Jean Cocteau directed this adaptation of his play that sets the myth of the mystical Greek poet in post-war France.
Famous poet Orpheus (Jean Marais) talks with his editor (Henri Crémieux) at the Poet’s Café, and they watch a brawl break out. Death (Maria Casares) takes Orpheus in a Rolls Royce as a witness with the poet Jacques Cégeste (Edouard Dermithe), who has a bleeding lip. Two men on motorcycles join them and carry Jacques into a house. Death says that Orpheus is asleep, and she plays the radio. She brings Jacques back to life and says that she is Death and that he must serve her.
Orpheus wakes up in the country and finds the car. Eurydice (Marie Déa) is worried about her missing husband Orpheus, and the police commissaire (Pierre Bertin) asks where he is. Eurydice and Aglaonice (Juliette Gréco) say he is asleep. Then Orpheus comes home and sees a reporter. The chauffeur Heurtebise (François Périer) tells Eurydice that Orpheus slept all night in the car. She says that Heurtebise can stay over the garage. Heurtebise says he committed suicide with gas.
In the car Orpheus listens to the radio, hoping to hear beautiful phrases. He quarrels with Eurydice. Heurtebise answers the phone and tells Orpheus that the commissaire wants to see him. Orpheus drives his own car with Heurtebise. In a deserted city he sees Death walking and tries to follow her, asking people if they saw her. Poets tells the commissaire to suspect Orpheus.

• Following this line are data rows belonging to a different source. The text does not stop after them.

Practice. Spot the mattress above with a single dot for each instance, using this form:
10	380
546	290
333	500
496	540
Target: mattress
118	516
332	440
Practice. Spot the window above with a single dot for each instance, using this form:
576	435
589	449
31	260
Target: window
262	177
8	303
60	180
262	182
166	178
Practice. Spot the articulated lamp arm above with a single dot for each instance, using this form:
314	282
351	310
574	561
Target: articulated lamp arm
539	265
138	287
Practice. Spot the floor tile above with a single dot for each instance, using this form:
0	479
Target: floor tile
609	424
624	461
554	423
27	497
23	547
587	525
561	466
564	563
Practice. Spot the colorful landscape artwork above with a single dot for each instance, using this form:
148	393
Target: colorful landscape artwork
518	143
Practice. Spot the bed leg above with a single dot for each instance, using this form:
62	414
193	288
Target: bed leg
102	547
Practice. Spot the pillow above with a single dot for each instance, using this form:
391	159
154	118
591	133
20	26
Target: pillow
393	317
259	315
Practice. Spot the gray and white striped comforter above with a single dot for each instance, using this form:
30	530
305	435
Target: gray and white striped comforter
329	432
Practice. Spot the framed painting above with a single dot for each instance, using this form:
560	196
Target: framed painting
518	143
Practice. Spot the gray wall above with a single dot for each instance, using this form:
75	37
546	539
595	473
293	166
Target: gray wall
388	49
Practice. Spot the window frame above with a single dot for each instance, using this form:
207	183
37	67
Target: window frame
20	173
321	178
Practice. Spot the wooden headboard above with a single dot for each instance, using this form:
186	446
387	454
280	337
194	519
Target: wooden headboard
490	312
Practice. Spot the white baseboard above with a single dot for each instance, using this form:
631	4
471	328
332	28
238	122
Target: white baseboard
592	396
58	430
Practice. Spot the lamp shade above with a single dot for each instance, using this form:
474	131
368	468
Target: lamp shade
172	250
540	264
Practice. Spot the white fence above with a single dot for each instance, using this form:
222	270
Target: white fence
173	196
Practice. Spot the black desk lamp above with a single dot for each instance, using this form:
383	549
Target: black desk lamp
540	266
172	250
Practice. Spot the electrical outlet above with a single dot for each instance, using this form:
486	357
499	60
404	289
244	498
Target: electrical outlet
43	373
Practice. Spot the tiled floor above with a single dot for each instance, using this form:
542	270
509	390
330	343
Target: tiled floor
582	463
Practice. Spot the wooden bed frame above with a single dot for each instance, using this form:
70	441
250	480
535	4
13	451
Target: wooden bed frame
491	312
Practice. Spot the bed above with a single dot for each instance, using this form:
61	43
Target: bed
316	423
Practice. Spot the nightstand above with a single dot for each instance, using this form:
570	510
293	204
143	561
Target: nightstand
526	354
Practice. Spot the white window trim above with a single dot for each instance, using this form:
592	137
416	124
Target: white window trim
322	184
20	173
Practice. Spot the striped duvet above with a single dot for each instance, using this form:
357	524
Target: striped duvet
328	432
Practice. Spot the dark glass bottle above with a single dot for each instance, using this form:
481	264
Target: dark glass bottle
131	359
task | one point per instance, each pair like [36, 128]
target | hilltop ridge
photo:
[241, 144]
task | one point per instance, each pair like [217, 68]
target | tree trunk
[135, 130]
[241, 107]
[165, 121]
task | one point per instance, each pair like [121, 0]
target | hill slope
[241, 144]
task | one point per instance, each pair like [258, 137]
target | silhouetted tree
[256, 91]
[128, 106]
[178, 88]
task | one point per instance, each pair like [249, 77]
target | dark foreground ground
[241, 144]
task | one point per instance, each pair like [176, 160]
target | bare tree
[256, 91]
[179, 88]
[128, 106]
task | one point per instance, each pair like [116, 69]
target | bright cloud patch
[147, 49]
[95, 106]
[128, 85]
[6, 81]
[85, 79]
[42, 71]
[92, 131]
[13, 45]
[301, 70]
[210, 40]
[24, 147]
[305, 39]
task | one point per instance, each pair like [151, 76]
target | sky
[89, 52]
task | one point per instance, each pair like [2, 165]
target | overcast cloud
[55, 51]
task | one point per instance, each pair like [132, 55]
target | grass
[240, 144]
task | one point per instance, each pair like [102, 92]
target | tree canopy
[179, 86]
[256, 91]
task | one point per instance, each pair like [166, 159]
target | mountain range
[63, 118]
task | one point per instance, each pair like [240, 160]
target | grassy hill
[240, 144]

Eurydice tells Heurtebise that she is going to see Aglaonice, and she has an accident on a bicycle. Heurtebise carries her into Death’s house. Death gives orders to Jacques. He transmits phrases on radio, and Orpheus hears them in the car. Heurtebise tells Orpheus that Eurydice is dying. Death tells Eurydice to get up and that she must serve her. Heurtebise tells Orpheus that Eurydice is dead. Orpheus asks how. Heurtebise says that Orpheus knows death and that mirrors are her doors. Orpheus wants to find Eurydice and Death. Heurtebise gives him gloves to pass through mirrors. Orpheus puts them on and does so.

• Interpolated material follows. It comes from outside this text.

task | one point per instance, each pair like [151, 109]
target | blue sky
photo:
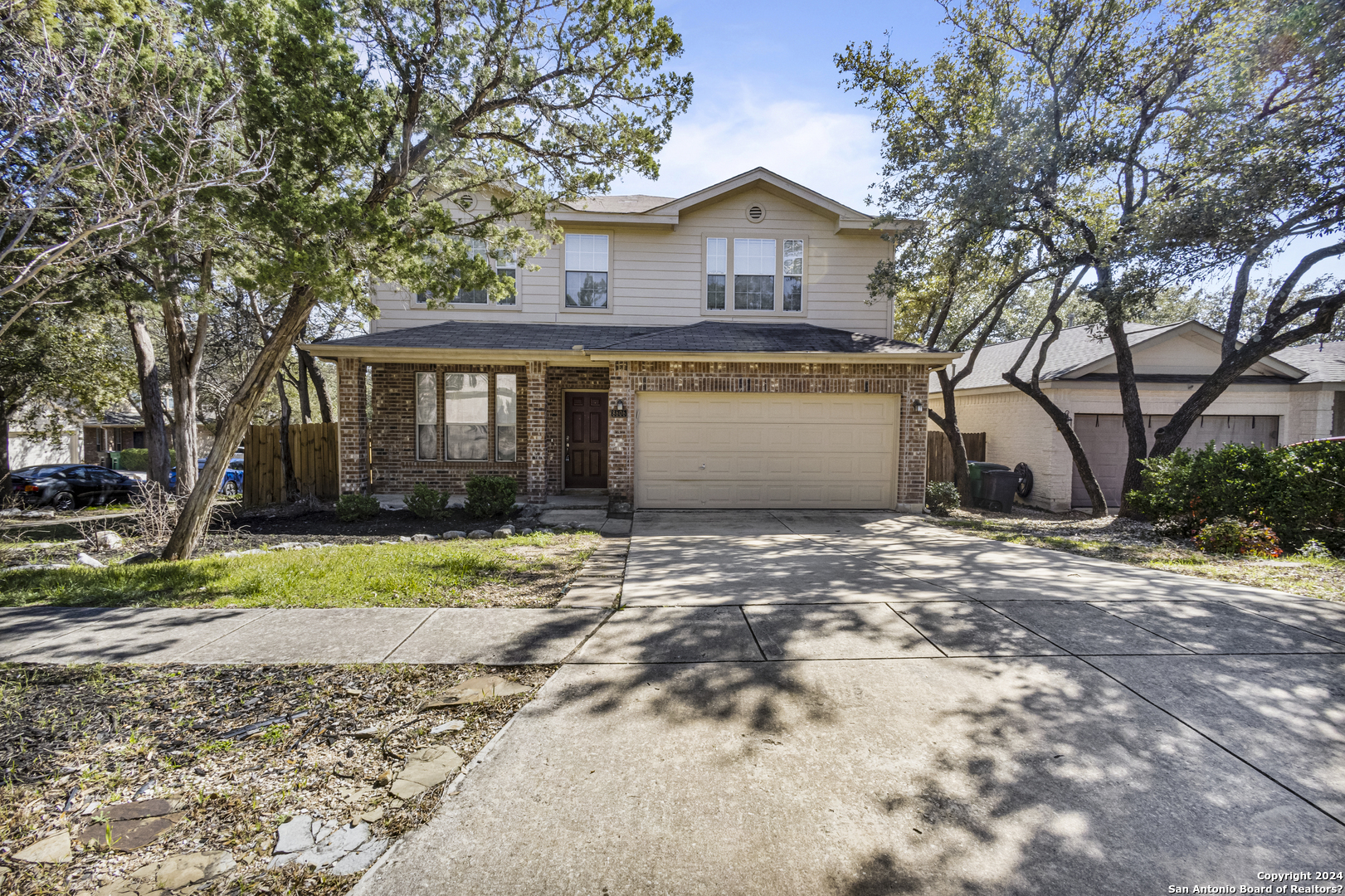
[766, 92]
[767, 95]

Orpheus follows Heurtebise in a dream world. Men question Jacques and then Death. Orpheus and Heurtebise come in. Death says the men are judges. She admits she took his wife and signs a paper. Judges question Eurydice, and Heurtebise confesses that he loves her. Orpheus and Death kiss. The judges release Eurydice, but Orpheus must never look at her. Heurtebise goes along to help keep Orpheus from seeing Eurydice.
Orpheus feels frustrated. Eurydice wakes him to end it, but the lights go out. In the car Orpheus sees Eurydice in the mirror, and she is gone. Heurtebise gives Orpheus a revolver to scare away young people demanding Jacques. They demand the gun, and Orpheus is shot. Police arrest them. Heurtebise takes Orpheus back to Death. Orpheus embraces her and says he will obey. Death makes Heurtebise cause Orpheus to back up. Death tells Orpheus to work.
In his room Orpheus takes off the gloves. Eurydice wakes and talks with Orpheus about his work. Jacques tells Death that it is done. In the final scene Death and Heurtebise depart with the two motorcyclists.
This fantasy reflects the modern era by using his guide’s love affair to account for Orpheus’ inability to see his wife. The parable conveys the idea that poetic inspiration comes from souls who have passed from life. A suicide victim is required to perform tasks on earth.